I due giorni di Nuoro, organizzati dalla Fondazione Asproni, hanno dunque l’obiettivo di fare il punto sullo sguardo ancora attuale del politico di Bitti (Nuoro), uomo di spicco del Risorgimento italiano. Lo dimostrano gli scambi alla pari che il parlamentare sardo ha con i grandi di allora, da Cavour a Garibaldi ma anche con Mazzini, Bakunin, Crispi e Cattaneo. Non solo: Asproni con il suo “diario politico” e l’epistolario è riuscito a lasciare una testimonianza lucida e puntuale che oggi è considerata fonte primaria e imprescindibile, con la quale tutti gli studiosi del Risorgimento devono fare i conti. Nella sua battaglia per l’Italia, Asproni non ha mai dimenticato la Sardegna anzi è stato tra i primi a teorizzare che senza l’autonomia regionale, l’Unità avrebbe perso qualsiasi senso per l’Isola. Celebri i suoi scontri in parlamento per far ottenere un telegrafo a Nuoro e i suoi interventi su ferrovie, miniere, questioni agricole e infrastrutture.

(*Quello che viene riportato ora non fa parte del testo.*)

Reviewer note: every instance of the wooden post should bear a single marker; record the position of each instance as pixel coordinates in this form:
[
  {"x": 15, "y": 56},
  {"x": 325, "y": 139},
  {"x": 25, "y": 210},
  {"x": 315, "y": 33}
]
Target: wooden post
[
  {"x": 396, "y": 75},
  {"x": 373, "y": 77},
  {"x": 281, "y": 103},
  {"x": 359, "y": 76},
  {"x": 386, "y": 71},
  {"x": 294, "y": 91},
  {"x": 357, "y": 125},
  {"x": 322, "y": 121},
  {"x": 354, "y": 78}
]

Al convegno dedicato al “canonico ribelle”, parteciperanno storici provenienti da tutta Italia, tra loro anche Marco De Nicolò professore ordinario dell’Università degli Studi di Cassino e del Lazio Meridionale, Fulvio Conti professore ordinario Università degli Studi di Firenze, Alice De Matteo dell’Università degli Studi di Salerno, Mauro Pala professore ordinario dell’Università di Cagliari.